ORDENAÇÕES SUBLIMES

 

            Maria irradiava felicidade.

            Sentia que, em seu ventre, carregava a semente de uma criança e, por isso, surpreendia-se a conversar com Jesus, envolta em clima de amor infinito.

            -  Sou sua serva!  -  afirmava, em seus pensamentos e transmitia em suas palavras  -  e, assim, sou grata por fazer-me sua mãe!

            Miriam achegou-se naquele instante.

            -  Fala sozinha, Maria?!

            A interpelada sorriu.

            -  Não, Miriam! Falo com meu filho Jesus, agradecendo-lhe pela bênção da maternidade.

-         E...Ele lhe escuta?!

-         Se todos os filhos, em vias de renascer, ouvem os pensamentos maternos, como que o Senhor não me ouviria, a mim que sou a sua serva?

E, após breve pausa, complementou:

-    Algumas vezes, Miriam, não sei se eu o acolho com profundo amor

ou se é o amor dele que me envolve toda a minha alma!.

-         Pelo que você me diz, Maria, esse Jesus, mais que outros filhos, lhe assegurará paz e tranqüilidade por todos os seus dias de vida.

Maria, após ligeira hesitação, afirmou:

-    Não será a paz e a tranqüilidade dos bens da Terra, Miriam! Registro as advertências, deste meu futuro filho, de que viverei momentos de lutas e verterei muitas lágrimas.

-         Não me diga! São presságios dolorosos!

-         Em verdade, os pensamentos de Jesus me convocam para buscar

a paz nas obrigações fraternais bem vividas e que deverei procurar a tranqüilidade da consciência que cumpriu com todos os deveres de amor aos semelhantes.

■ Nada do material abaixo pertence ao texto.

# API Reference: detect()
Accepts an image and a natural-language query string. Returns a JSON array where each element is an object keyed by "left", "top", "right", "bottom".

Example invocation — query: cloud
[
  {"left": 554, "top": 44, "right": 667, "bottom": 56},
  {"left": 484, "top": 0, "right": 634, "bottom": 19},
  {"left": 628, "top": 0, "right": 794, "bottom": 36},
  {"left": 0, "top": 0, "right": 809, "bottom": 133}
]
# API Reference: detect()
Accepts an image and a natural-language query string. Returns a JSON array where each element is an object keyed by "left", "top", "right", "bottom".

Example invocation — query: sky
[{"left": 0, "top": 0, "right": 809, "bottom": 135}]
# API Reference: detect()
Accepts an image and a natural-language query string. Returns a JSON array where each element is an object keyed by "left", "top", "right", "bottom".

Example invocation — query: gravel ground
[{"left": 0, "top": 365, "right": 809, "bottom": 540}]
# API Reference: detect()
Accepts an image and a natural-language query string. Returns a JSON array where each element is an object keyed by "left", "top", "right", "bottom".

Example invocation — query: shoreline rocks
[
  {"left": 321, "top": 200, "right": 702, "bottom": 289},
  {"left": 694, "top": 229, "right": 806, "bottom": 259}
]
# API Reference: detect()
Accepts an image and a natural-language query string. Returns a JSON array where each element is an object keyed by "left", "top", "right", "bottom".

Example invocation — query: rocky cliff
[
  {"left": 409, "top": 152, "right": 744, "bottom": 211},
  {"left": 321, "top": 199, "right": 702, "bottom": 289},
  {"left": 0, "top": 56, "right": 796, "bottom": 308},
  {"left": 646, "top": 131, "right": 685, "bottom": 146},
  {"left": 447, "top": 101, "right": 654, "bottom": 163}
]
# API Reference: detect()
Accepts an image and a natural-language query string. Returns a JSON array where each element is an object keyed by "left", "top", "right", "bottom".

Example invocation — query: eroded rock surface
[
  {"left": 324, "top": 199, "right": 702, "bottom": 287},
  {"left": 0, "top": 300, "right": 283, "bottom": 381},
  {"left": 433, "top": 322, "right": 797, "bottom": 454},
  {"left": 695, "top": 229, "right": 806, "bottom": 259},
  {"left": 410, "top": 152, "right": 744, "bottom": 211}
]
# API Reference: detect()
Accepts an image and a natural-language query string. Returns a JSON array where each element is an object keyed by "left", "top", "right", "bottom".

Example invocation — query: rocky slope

-         Isso soa a sacrifícios, Maria!

-         O único sacrifício imposto pelo amor é a quebra do egoísmo, Miriam!  E, bem por isso, sinto-me ditosa, já que sei que este meu filho, acima de tudo, será a Luz Divina para todos os que aspirarem a uma vida integral com as leis divinas.

*

            Maria, agora, estava só.

            Sentiu brotar, no fundo de seu coração, um desejo ardente de visitar a sua parenta Isabel.

            De pronto, e sem hesitação, entrou pelo galpão onde José, seu marido, estava entre aos afazeres da carpintaria.

            José interrompeu o trabalho ao vê-la e sorriu.

-         Que a traz aqui, Maria?

-         Ah! José! Sinto em meu coração que deveremos visitar Isabel, a bem-amada esposa de Zacarias, que também espera um filho, assim como nós.

-         Mas...Eles moram tão longe, Maria!

-         Que importa a distância, José? O sacrifício que impomos para a visita, nos fará crescer em amor fraternal!

José deitou um olhar à sua volta.

-         E que será de nossa pobre casinha, Maria?

Ela sorriu e respondeu:

-         Ela ficará sob a guarda do Pai Celestial, José! E, além disso, tenho, no fundo de minha alma, a certeza de que seremos convocados para muitas viagens!

José suspirou paciente.

-         É...nosso futuro Filho que lhe inspira essa idéia?

-         Sim, José! E, sabendo que além de filho, ele é nosso Mestre e Senhor, quero seguir as sugestões que ele nos transmite.

José coçou a cabeça.

-         Nunca ouvi falar de uma criança, ainda no ventre materno, que estivesse a distribuir ordenações a seus pais!

Maria aproximou-se ainda mais de José, dizendo-lhe:

-         São ordenações sublimes, meu amado José! Este filho, que trago no ventre, é superior aos pais! E, como servidores agradecidos e submissos, alegremo-nos em atendê-lo.